Figaro is a gem that allows us to automatically hide our API keys in an application.yml file so that if we push this app to GitHub, we don't have to worry about accidentally exposing our keys to the public.

RSpec is a popular testing framework for Ruby on Rails and Capybara is a library that allows our testing suite to simulate a user clicking through our site and is crucial for the feature testing methodology described below.

From terminal run:

bundle

And then:

rails g rspec:install

And finally:

bundle exec figaro install

STEP 4: Write a Feature Test

A feature test is one that describes a user story. In this case our story is that When a user visits our website, and clicks "Sign in with Google", and enters their Google account credentials, and clicks  "authorize", they are signed in and will see a page that says, "Welcome << name >>" and that contains a link "Logout." Starting first with the user story when developing a feature helps a developer stay focused as they go on to implement. Writing a test reinforces this focus.

First make a features directory and then a new spec file:

mkdir spec/features
touch spec/features/user_logs_in_with_google_spec.rb

Next, let's start writing our feature test in the spec/features/user_logs_in_with_google_spec.rb file:

require 'rails_helper'

RSpec.feature "user logs in" do
  scenario "using google oauth2" do
    
  end
end

We will create a method called 'stub_omniauth' that will be used to fake our login for our test.

require 'rails_helper'

RSpec.feature "user logs in" do
  scenario "using google oauth2" do
    stub_omniauth
  end
end

Creating stub_omniauth involves writing a hash to simulate the hash returned by Google's oauth request response. Unless you have done this before, it's basically impossible to know what this hash should look like without looking at an actual hash from Google or the docs assocaited with your authorization gem. Also, each third party authentication service sends information back in a slightly different form, so the stub_omniauth method will look different depending on what provider you are using.

def stub_omniauth
  # first, set OmniAuth to run in test mode
  OmniAuth.config.test_mode = true
  # then, provide a set of fake oauth data that
  # omniauth will use when a user tries to authenticate:
  OmniAuth.config.mock_auth[:google] = OmniAuth::AuthHash.new({

  })
end

We can find the structure of the Omniauth hash by looking at the documentation. But, who likes reading the docs (I'd much prefer a 20 step tutorial). Let's continue writing the test and then add the Hash later on once we are in a place to actually inspect what Google's Omniauth returns to us.
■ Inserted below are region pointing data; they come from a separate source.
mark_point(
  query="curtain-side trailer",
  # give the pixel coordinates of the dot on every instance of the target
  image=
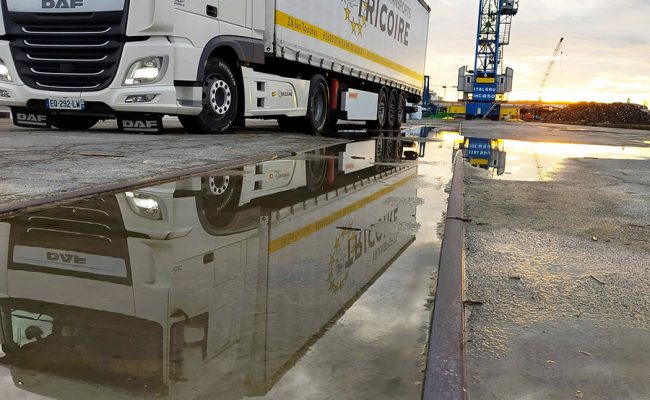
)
(212, 63)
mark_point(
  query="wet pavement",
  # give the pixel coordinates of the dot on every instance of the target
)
(39, 165)
(557, 264)
(299, 277)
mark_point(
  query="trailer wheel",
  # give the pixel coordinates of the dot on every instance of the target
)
(391, 119)
(401, 111)
(73, 122)
(221, 192)
(318, 106)
(382, 111)
(220, 100)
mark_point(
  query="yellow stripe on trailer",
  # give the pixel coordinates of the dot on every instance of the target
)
(479, 161)
(295, 24)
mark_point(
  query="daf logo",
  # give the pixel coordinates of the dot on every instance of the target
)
(66, 258)
(40, 119)
(139, 124)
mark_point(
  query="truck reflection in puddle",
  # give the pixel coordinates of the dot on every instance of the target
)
(488, 154)
(209, 287)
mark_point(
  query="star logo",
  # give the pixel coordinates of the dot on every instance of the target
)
(352, 9)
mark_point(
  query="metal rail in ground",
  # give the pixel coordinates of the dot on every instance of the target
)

RSpec.feature "user logs in" do
  scenario "using google oauth2" do
    stub_omniauth
    visit root_path
    expect(page).to have_link("Sign in with Google")
    click_link "Sign in with Google"
    expect(page).to have_content("Jesse Spevack")
    expect(page).to have_link("Logout")
  end

Going back to our test, we give Capybara a few instructions. The first instruction is to visit our root_path, which is the same as "/" and has not been defined in our routes file yet. We then tell RSpec to expect that the root_path will have a link that reads, "Sign in with Google". We tell Capybara to click that link. We expect the page to then contain my name, signifying that I have signed in with Google and to have a link that reads, "Logout".
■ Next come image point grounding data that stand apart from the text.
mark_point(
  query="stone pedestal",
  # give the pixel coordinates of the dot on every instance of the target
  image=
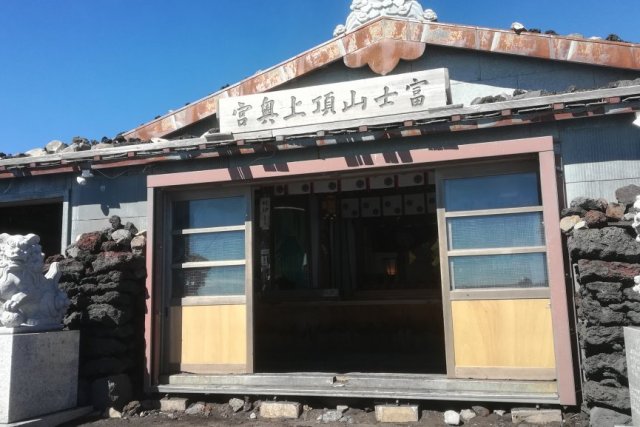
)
(38, 374)
(632, 345)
Before we run the test, we'll have to run:

rake db:create

From the root of our project, we can run 'rspec' in the terminal and if everything is working we should get a failure saying that the test can't find the root_path. 

Step 5: Create a Route

Rails.application.routes.draw do
  root to: 'home#index'
end

We'll next re-run our test which should fail because we have not defined the home controller that we specified in our route.
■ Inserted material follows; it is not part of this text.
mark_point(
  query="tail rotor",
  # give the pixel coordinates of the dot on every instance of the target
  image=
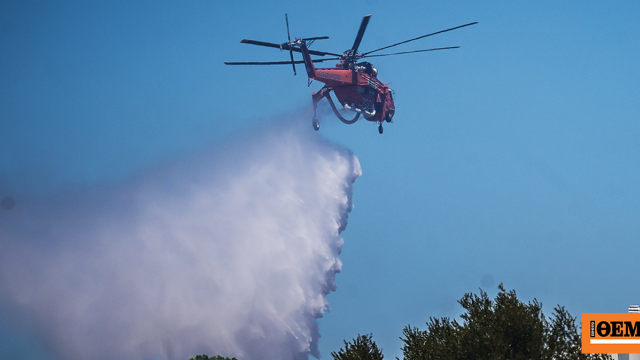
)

Step 6: Create a Controller

touch app/controllers/home_controller.rb

We can run the test again and it will blow up because we haven't yet defined the controller in the file we just created.

So we can go into the app/controllers/home_controller.rb file and define our controller as follows:

class HomeController < ApplicationController

end

When we run the test now, we'll get a failure because we have not defined our index method, specified in our routes file.

class HomeController < ApplicationController
  def index
  end
end

Next we should get a failure because we do not have an index template.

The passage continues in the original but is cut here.